Viele Birkenpollen-Allergikerinnen und -Allergiker reagieren auch auf rohe Äpfel.

© Sam Diephuis/getty

Science

Wie Birkenpollen allergisch gegen Äpfel machen

Jetzt, Ende Februar, blühen schon die ersten Bäume und machen Allergikerinnen und Allergikern das Leben schwer.

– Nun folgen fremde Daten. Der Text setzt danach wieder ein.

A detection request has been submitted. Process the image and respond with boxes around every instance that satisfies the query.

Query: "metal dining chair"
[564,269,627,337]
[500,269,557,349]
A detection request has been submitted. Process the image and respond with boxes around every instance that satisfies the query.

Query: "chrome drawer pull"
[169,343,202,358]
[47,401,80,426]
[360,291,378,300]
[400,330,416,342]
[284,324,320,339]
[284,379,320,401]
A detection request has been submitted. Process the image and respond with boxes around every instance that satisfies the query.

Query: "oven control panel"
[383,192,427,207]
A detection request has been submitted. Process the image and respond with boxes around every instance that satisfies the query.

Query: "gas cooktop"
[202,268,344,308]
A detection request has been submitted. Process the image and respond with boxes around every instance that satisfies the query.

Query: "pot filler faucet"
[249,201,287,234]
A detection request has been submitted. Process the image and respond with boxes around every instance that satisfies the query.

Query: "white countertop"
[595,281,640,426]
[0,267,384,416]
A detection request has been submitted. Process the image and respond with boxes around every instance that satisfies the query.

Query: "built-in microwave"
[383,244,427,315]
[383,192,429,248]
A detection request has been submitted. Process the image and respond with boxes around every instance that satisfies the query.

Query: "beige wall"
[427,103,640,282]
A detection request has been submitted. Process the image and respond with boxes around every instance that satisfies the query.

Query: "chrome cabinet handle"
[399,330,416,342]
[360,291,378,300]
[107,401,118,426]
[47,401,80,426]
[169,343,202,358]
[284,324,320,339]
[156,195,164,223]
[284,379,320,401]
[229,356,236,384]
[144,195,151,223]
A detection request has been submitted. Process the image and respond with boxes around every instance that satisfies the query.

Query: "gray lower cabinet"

Die Birkenblüte mit ihren hängenden hellgelben Kätzchen steht in Kürze bevor. „Über 70 Prozent der Birkenpollenallergiker sind von einer Lebensmittel-Kreuzallergie betroffen“, sagt Barbara Bohle, Leiterin des Instituts für Pathophysiologie und Allergieforschung der Medizinischen Universität Wien. In Mitteleuropa betrifft das am häufigsten Äpfel.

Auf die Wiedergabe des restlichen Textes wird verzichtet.